Goto Leads to Faster Code
pdoubleya writes "There's an article over at the NY Times (registration required) about Kazushige Goto, the author of the Goto Basic Linear Algebra Subroutines (BLAS, see the wiki); his BLAS implementation is used by 4 of the current 11 fastest computers in the world. Goto is known for painstaking effort in hand-optimizing his routines; in one case, "when computer scientists at the University at Buffalo added Goto BLAS to their Pentium-based supercomputer, the calculating power of the system jumped from 1.5 trillion to 2 trillion mathematical operations per second out of a theoretical limit of 3 trillion." To quote Jack Dongarra, from the University of Tennessee, "I tell them that if they want the fastest they should still turn to Mr. Goto."" Ever get the feeling someone wrote an article merely for the pun?
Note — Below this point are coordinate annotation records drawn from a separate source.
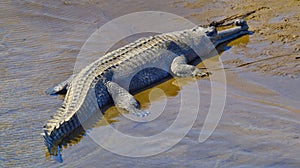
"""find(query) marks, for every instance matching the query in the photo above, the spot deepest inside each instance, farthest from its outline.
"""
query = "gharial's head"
(217, 37)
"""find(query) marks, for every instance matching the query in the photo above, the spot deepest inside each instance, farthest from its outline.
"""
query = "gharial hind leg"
(60, 87)
(180, 68)
(124, 100)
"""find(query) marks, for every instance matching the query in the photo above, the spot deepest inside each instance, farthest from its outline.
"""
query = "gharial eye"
(211, 32)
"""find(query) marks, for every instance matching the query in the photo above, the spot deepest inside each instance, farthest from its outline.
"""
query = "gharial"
(145, 61)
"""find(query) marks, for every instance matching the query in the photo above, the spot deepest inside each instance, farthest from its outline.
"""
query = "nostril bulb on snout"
(239, 22)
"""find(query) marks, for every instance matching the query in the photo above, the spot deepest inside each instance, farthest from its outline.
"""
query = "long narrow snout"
(241, 28)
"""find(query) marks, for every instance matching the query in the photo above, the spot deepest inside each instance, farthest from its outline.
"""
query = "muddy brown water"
(39, 44)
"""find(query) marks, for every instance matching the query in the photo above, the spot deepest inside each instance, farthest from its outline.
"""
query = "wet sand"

DEC had an ultra-optimized math library (calculations on arrays, Fourier transforms, etc.), improved over decades by generations of PhDs. There were different versions of the routines for the different generations of CPUs, for the different cache sizes of a same model, maybe even for various speeds of RAM. Needless to say, the simple fact of linking against that library instead of the standard one improved the speed of math intensive code by a good 10 to 20 percent (those numbers out of my fuzzy memory, but that far from insignificant).
Add to that compilers that were producing top-notch machine language for the target architecture (producing images that ran twice as fast as what gcc gave you at best), CPUs that were spanking the rest of the world as far as floating-point performance was concerned, and you can understand why the scientific community has kept using Alphas for so long.